Non è un caso che la revisione di questo modello di business sia scattata a margine della pandemia: negli scorsi anni gli acquisti online sono aumentati esponenzialmente e con essi anche il ricorso ai resi, onerosi non solo per le tasche dei player e-commerce, ma anche per il sistema logistico, a fronte di una supply chain globale inceppata e in difficoltà. Stando a quanto riporta la Cnbc, nei soli Stati Uniti (dati Nrf-National Retail Federation e Appriss Retail), nel 2021 il retail ha visto balzare la percentuale media di restituzioni al 16,6%, contro il 10,6% medio del 2020. “I resi – riflette la testata Usa – tendono ad essere più elevati quando i consumatori acquistano online, una modalità di shopping che rende facile gettare gli articoli nel carrello virtuale, ma difficile visualizzare realmente come appariranno o come si adatteranno. Le transazioni online hanno rappresentato circa il 23% delle vendite al dettaglio totali negli Stati Uniti nel 2021, secondo la Nrf. Gli acquisti indesiderati tornano nei negozi e nei magazzini dei rivenditori e diventano un grattacapo per le aziende che devono decidere se possono rivendere quegli articoli o perdere l’incasso”.

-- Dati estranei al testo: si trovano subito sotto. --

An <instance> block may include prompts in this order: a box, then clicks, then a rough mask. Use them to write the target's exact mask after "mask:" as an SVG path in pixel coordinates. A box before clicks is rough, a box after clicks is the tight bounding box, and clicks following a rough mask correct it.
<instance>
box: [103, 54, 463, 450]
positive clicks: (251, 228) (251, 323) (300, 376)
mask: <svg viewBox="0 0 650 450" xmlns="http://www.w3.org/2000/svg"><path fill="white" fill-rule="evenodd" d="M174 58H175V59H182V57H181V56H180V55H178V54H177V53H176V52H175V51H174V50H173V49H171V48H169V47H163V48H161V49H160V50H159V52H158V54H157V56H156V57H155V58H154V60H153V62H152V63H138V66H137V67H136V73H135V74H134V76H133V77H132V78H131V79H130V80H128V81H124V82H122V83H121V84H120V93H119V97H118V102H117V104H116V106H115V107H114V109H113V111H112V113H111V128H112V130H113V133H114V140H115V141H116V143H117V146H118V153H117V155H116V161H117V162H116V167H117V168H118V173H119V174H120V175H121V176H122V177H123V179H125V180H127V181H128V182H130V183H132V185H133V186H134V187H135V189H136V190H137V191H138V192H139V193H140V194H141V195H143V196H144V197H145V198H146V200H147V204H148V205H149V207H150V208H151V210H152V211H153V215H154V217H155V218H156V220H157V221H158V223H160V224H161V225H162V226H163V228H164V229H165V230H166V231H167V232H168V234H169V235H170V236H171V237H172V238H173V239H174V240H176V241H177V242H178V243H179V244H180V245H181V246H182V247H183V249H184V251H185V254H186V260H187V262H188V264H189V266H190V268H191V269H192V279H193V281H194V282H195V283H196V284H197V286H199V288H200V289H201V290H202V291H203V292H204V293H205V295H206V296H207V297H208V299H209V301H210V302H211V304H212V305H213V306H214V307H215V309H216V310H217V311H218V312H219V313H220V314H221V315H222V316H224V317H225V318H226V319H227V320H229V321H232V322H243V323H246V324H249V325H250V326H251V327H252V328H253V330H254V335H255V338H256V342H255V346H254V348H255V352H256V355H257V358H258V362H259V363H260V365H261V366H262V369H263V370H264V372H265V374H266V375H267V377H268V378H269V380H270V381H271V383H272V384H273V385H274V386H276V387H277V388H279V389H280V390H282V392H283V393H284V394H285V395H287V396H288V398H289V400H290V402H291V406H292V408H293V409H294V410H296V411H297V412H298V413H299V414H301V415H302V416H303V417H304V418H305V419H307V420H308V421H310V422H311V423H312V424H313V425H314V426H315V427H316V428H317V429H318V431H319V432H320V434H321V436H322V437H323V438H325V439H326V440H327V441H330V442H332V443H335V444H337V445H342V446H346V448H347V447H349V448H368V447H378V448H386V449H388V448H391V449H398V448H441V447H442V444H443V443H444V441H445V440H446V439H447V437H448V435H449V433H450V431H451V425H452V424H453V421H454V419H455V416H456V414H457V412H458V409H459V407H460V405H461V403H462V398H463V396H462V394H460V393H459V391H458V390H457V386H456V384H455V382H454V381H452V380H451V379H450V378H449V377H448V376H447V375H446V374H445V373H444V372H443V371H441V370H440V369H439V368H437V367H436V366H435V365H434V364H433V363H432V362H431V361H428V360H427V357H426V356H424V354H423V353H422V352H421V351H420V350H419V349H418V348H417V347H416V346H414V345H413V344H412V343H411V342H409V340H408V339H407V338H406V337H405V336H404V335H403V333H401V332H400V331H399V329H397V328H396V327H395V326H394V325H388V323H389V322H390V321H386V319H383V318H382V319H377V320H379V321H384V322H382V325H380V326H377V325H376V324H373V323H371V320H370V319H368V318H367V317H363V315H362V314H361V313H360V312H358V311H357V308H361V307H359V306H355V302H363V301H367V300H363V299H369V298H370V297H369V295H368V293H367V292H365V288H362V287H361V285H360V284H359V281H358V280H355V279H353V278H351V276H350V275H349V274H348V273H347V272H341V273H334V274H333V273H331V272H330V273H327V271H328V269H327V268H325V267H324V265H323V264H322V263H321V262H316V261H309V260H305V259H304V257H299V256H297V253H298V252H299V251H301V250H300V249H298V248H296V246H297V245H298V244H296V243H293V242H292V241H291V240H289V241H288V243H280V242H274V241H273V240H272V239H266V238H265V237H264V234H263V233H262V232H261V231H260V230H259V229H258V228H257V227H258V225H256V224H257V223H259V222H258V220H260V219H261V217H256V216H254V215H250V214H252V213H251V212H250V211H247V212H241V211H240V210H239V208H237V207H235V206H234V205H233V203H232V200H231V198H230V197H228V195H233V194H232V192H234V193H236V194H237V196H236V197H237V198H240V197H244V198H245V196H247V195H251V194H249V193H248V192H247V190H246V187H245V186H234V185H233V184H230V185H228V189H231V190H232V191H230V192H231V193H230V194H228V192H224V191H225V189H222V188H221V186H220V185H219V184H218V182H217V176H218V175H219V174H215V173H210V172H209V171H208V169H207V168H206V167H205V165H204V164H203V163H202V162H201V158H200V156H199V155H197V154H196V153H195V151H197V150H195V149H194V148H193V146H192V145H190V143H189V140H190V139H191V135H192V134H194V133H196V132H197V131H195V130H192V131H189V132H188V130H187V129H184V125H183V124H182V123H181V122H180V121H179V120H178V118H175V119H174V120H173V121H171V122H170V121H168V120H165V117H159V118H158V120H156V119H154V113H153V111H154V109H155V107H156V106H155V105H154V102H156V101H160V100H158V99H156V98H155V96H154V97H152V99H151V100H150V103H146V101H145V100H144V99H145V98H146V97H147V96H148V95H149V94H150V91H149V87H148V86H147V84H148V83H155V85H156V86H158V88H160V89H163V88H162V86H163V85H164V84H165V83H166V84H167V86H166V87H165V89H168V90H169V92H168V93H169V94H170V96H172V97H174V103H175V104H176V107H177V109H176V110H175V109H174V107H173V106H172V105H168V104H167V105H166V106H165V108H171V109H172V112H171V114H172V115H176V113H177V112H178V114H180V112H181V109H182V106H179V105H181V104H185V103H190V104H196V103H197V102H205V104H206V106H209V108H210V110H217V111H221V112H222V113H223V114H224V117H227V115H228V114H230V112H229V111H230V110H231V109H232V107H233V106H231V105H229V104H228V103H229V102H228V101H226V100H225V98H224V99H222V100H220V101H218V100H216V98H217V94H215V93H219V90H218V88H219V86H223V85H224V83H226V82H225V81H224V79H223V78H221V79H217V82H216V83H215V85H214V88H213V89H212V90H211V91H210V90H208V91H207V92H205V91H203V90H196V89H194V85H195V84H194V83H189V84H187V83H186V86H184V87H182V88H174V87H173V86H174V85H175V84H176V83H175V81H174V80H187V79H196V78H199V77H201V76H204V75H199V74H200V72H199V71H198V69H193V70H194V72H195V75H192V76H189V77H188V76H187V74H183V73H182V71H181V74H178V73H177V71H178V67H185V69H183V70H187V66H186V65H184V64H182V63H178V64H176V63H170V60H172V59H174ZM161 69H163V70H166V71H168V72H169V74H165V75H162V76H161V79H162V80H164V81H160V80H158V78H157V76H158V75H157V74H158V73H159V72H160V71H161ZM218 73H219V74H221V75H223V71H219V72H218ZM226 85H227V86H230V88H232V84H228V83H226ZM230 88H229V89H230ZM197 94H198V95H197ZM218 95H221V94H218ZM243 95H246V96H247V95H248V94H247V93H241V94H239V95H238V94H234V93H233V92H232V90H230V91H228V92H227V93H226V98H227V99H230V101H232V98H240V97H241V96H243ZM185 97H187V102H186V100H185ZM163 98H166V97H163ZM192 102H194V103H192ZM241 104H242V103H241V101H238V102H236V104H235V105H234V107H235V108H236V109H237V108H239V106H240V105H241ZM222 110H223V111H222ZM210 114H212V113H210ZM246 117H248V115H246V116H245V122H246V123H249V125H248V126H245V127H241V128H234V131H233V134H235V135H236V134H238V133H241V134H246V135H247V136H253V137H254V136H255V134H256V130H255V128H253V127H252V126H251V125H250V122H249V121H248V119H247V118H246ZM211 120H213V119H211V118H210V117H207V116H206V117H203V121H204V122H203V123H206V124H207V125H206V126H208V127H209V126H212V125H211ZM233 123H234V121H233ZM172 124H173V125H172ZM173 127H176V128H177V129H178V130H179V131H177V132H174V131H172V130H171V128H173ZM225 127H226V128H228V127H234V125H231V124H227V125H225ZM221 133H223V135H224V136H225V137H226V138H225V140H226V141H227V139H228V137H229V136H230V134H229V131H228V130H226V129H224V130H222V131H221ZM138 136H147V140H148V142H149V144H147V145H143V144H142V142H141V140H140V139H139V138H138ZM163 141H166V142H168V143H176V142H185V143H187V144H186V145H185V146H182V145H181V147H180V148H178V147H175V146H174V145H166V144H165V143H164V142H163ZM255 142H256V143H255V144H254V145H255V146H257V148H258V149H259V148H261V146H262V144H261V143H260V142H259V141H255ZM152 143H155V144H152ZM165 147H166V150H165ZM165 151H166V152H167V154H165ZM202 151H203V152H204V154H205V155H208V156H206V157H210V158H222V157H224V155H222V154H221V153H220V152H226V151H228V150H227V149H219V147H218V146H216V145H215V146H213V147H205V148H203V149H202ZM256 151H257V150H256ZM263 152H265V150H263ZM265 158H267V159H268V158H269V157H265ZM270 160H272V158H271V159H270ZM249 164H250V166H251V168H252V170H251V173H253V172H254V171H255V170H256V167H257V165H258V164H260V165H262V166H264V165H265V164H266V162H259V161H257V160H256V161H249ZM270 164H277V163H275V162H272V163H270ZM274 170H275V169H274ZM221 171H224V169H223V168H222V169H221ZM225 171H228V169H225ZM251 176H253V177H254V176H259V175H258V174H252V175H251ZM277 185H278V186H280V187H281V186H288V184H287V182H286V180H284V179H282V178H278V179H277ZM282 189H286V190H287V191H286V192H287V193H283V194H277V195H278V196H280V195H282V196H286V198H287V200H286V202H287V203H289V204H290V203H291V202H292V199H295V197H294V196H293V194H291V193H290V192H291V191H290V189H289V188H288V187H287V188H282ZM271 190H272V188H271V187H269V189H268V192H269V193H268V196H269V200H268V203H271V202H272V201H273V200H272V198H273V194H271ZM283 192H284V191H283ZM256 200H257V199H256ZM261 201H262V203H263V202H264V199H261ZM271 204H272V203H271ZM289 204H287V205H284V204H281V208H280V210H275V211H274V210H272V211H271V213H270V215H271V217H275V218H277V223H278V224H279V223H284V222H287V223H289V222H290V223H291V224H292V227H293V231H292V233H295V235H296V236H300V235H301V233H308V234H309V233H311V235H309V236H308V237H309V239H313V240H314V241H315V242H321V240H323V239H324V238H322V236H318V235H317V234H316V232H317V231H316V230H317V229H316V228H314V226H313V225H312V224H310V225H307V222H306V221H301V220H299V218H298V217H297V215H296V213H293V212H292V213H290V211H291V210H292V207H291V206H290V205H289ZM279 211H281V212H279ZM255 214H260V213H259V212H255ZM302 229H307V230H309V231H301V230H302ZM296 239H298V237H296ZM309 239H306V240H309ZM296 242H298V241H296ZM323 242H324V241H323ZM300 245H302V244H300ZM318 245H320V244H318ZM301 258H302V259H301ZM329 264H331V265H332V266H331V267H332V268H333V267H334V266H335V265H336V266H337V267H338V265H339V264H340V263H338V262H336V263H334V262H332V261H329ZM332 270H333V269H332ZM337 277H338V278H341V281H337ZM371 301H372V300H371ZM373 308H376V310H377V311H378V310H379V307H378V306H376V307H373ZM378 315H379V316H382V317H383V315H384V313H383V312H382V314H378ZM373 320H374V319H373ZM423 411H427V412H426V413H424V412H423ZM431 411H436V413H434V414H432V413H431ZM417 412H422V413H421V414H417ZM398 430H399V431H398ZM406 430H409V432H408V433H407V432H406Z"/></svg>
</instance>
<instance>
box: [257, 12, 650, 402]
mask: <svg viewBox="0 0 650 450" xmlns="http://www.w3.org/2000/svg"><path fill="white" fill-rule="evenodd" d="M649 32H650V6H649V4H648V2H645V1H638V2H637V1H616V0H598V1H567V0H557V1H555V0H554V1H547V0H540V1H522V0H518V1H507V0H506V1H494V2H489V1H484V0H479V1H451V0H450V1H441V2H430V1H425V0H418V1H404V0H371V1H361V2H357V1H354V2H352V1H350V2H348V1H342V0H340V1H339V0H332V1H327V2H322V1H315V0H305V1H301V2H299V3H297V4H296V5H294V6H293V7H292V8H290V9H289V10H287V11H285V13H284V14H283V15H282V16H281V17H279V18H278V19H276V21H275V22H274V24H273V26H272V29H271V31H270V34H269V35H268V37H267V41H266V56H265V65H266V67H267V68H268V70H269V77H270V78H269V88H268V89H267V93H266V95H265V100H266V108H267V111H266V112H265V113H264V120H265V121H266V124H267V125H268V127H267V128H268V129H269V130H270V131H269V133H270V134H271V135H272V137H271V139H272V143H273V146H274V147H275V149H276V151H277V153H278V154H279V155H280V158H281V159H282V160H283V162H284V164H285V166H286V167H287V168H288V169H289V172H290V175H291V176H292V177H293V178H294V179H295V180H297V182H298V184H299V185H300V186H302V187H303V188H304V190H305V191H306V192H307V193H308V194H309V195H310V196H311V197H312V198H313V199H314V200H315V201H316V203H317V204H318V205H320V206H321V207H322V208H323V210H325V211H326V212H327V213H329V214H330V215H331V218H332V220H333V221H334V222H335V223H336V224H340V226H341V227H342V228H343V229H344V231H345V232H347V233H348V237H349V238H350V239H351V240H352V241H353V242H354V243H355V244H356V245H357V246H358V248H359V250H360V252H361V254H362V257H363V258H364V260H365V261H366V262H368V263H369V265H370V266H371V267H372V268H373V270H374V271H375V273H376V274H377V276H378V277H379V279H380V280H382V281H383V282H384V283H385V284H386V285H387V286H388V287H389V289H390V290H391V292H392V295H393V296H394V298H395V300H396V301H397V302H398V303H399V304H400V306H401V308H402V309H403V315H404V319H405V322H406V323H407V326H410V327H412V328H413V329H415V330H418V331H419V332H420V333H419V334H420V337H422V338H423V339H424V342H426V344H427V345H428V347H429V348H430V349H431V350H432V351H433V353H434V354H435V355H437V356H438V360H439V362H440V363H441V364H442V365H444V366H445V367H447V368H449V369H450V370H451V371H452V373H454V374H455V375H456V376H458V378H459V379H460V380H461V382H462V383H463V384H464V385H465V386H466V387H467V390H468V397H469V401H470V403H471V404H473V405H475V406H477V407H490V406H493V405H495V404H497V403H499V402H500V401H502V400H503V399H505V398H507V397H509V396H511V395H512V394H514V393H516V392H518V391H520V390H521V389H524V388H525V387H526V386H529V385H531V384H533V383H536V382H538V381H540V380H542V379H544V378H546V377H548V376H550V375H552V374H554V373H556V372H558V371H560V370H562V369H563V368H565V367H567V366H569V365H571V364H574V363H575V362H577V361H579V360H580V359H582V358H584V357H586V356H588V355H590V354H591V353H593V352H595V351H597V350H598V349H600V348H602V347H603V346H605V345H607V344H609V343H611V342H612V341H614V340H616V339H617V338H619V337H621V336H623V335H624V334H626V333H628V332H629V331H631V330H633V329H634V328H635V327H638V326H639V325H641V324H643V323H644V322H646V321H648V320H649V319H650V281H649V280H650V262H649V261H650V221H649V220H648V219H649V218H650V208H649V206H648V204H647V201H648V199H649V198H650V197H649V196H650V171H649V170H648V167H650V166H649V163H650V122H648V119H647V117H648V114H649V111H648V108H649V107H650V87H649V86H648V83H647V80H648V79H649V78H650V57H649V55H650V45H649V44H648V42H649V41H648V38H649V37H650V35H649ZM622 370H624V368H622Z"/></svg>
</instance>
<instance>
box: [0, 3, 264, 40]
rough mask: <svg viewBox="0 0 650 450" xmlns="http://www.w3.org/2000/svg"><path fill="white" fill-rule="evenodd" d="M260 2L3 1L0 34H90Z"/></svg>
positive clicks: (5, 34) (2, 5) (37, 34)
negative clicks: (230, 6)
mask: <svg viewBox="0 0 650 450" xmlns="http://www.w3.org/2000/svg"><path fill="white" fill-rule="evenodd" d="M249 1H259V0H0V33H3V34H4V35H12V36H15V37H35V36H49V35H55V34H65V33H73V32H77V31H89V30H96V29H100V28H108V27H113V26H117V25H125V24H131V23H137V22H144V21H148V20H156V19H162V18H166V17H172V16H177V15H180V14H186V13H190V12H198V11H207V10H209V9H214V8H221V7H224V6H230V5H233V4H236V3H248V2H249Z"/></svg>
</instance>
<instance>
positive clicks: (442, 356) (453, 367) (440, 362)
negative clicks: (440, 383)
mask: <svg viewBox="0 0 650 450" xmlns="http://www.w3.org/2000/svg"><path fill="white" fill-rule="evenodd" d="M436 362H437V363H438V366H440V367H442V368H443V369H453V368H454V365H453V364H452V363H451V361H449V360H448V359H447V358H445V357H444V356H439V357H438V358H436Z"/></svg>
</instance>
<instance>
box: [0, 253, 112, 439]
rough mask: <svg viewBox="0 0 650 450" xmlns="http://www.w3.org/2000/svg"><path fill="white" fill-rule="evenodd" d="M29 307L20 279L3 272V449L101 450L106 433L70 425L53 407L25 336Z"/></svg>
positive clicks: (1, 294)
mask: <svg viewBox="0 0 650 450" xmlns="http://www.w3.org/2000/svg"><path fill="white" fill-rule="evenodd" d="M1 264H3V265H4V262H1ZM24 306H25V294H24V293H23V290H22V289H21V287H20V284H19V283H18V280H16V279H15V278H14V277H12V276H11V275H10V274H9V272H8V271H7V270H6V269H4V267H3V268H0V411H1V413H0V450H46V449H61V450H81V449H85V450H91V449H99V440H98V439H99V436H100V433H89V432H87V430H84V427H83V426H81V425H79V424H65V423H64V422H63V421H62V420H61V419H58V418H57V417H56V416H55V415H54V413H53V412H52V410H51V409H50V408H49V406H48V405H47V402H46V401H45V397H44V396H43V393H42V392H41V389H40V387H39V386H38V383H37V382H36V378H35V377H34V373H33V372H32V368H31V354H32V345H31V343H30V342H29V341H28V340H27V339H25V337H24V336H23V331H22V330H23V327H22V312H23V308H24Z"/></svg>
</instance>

Anche prima del Covid-19 a far riflettere erano fenomeni come il wardrobing, con i consumatori che comprano abiti, scarpe e altri articoli con l’intenzione di usarli per un tempo limitato e poi di restituirli. Spesso, incentivati dal reso gratuito, i clienti acquistano più colori e taglie rispetto a quelli che poi hanno intenzione di tenere. Applicare una commissione può dunque fare la differenza sul comportamento dei clienti, con notevoli risvolti green. La non-sostenibilità ambientale dei resti gratuiti è un concetto su cui analisti e ricercatori mettono in guardia da tempo: già nel 2019, negli Usa, il trasporto aveva superato le centrali di energia nell’emissione di gas serra, la maggior parte dei quali imputabile ai furgoni che portano la merce nelle case. Non va inoltre dimenticato il packaging, con l’enorme quantità di scatole di cartone e involucri di plastica che vengono generati nel processo di restituzione. “Per tornare all’impatto dei resi sui conti del business – ha concluso Porfiri -, tutti gli operatori si mostrano giustamente sensibili. Per ora la preferenza è per mantenere, ove possibile, la gratuità del processo. È molto probabile però che la sensibilizzazione a consumi sempre più responsabili possa passare a breve anche a maniere più decise, andando a prevedere un costo per i resi, quantomeno per una copertura parziale dei costi vivi della reverse logistic”.